Use an ID field if any of the following is true:

  1. No natural key exist ( the date will not be unique )
  2. The date field will be changing often
  3. The date may not be known at the moment of insertion.
  4. A multicolumn identifier exceeds three columns, which would make joins too verbose.

Read this question: Is there a canonical source supporting “all-surrogates”?

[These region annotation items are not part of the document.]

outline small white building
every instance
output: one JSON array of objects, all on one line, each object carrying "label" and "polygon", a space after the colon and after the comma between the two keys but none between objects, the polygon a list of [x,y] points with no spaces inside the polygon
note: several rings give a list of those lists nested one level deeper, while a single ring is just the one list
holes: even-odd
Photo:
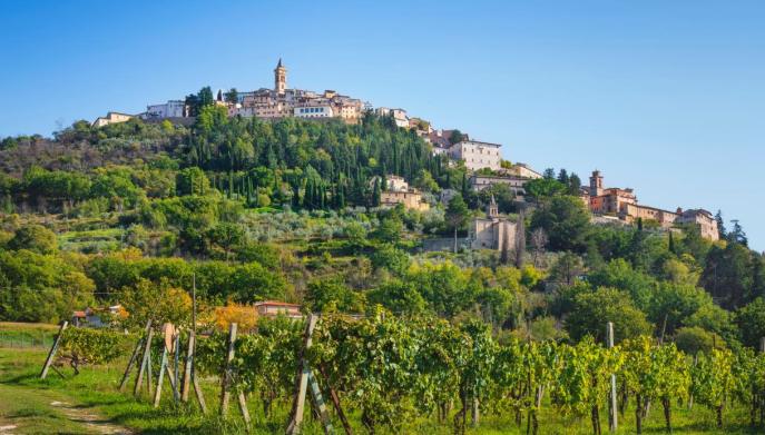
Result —
[{"label": "small white building", "polygon": [[116,111],[108,112],[105,117],[98,117],[92,121],[94,127],[104,127],[110,123],[127,122],[133,119],[133,115],[119,113]]},{"label": "small white building", "polygon": [[146,106],[146,112],[141,115],[144,119],[165,119],[183,118],[186,103],[182,100],[169,100],[161,105]]},{"label": "small white building", "polygon": [[491,169],[500,170],[500,144],[482,142],[479,140],[462,140],[449,148],[449,157],[464,161],[469,170]]},{"label": "small white building", "polygon": [[293,115],[295,118],[332,118],[334,110],[332,106],[304,106],[296,107]]},{"label": "small white building", "polygon": [[381,117],[393,117],[396,127],[409,128],[409,116],[404,109],[389,109],[386,107],[379,107],[376,113]]},{"label": "small white building", "polygon": [[486,218],[473,219],[470,228],[470,247],[473,249],[512,250],[518,225],[499,215],[497,201],[491,197]]},{"label": "small white building", "polygon": [[409,191],[409,182],[404,177],[398,175],[389,175],[385,177],[385,190],[392,191]]}]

Since, in my opinion, it seems none of the above holds true, you don't need to use and ID field, but you can use one if you want.

  • 1
    +1 ID columns are a schema code smell, indicating that your data doesn't really fit the relational model. Aug 9, 2013 at 10:53
  • 10
    @RossPatterson I'm not so sure. I can think of a number of cases where no natural key might exist, but the data can still fit the relational model. Just one case off the top of my head: storing information about living persons. Many (not all!) countries assign unique identifiers to each citizen, but that doesn't mean that using that identifier is appropriate or even possible (it might not be known at the time of record creation, might not be assigned, or its use may be prohibited e.g. by applicable regulations). Does that mean that the data doesn't fit the relational model? I don't think so.
    – user
    Aug 9, 2013 at 11:20
  • And there is the little funny fact that where there is such unique identifier, police (etc.) sometimes use duplicits for their fake IDs. And when it is not intentional, clerical error will ensure duplicities anyway.
    – user470365
    Aug 9, 2013 at 11:29
  • 4
    Whether it is built in (a la Oracle) or added as a bona fide column, they are very useful. As someone who has been on both sides of the fence (DBA & developer) it is far easier to dedupe a table with an id that you can guarantee will be unique.
    – Robbie Dee
    Aug 9, 2013 at 11:41
  • 1
    @RobbieDee You are right. It's off the topic. Aug 9, 2013 at 11:57

Keep in mind that you might also want to change meaning of "date" column from created_at to updated_at or any other change along those lines, which I find to be very common case.

Adding id column in some cases will give you more flexibility when your design changes.

  • +1 adding date_created and date_modified to tables is very useful for tracking when rows were created and updated. This is worth its weight in gold when investigating repository/data warehouse update issues.